There's obviously something wrong with the "proof". I suppose it's because "$P(m)$ holds whenever $m<n$" does not imply "$n>1000$"? But I'm not too sure...

Later on, the book states the version of induction for ordinals:

Let $P$ be a property of ordinals, assume that

  • $P(0)$ is true,

  • $P(\alpha)$ implies $P(s(\alpha))$ for any ordinal $\alpha$ ($s(\alpha)$ is the successor ordinal of $\alpha$)

  • If $\lambda$ is a limit ordinal and $P(\beta)$ holds for all $\beta < \lambda$, then $P(\lambda)$ holds.

Then $P(\alpha)$ is true for all ordinals $\alpha$.

This time a base case is required.

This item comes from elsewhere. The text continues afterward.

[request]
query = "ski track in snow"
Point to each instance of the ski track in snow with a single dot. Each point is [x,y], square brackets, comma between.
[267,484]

But I read Wikipedia (http://en.wikipedia.org/wiki/Mathematical_induction) near the bottom under Transfinite Induction and it says "strictly speaking, it doesn't..." so I'm pretty confused.

  • 1
    $\begingroup$ You cannot let $P(n)$ be a statement that quantifies $n$. $P(n)$ is a statement about $n$, not about all natural numbers. $\endgroup$ Dec 21, 2013 at 20:16
  • $\begingroup$ Just changed my wording on $P$ concerning on what Tobias said. The book is "Sets, Logic and Categories" by Peter J. Cameron. It's theorem 2.2 and 2.9 in the book. $\endgroup$
    – Gawin
    Dec 21, 2013 at 20:27
  • $\begingroup$ Please give a more formal presentation of the "proof". Besides helping answerers, this may help you see the problem yourself. $\endgroup$ Dec 21, 2013 at 20:47

2 Answers 2


Strictly speaking, it is true that you don't need to assume the base case because of the following: suppose you have a well-ordered set $X$ with minimal element $x_0$. Then to prove that the property $P(x)$ holds for every element of $X$ you must prove, as you said, that if you assume the property to hold for all elements $y<x$, then it holds for $x$. Notice that this includes proving that if $P$ holds for every element $y<x_0$, then it holds for $x_0$. But as there is no element satisfying $y<x_0$, this amounts exactly to proving that $P(x_0)$ holds, i.e. you have to prove the base case.

  • $\begingroup$ I see. So you still need to prove the base case since the fact that $P$ holds for any $y<x_0$ is somewhat meaningless as no such $y$ exists? $\endgroup$
    – Gawin
    Dec 21, 2013 at 20:31
  • $\begingroup$ @Gawin Yes, something like that. Also, usually you have to treat limit ordinals separately. $\endgroup$ Dec 22, 2013 at 1:10

let $A$,$B$ and $C$ be the assertions (quantifiers over the ordinals, restricted to whatever universe may be required)

(A) $\forall m(\;\forall n(n \lt m \rightarrow P(n)) \rightarrow P(m)\;)$

(B) $\forall m P(m)$

(C) $A \land (A \rightarrow B)$

here $(A \rightarrow B)$ is just the law of induction in the formulation you present. but you must still demonstrate the truth of $A$. in particular, $P(0)$ is a consequence of $A$, so if $\lnot P(0)$, $A$ cannot be true.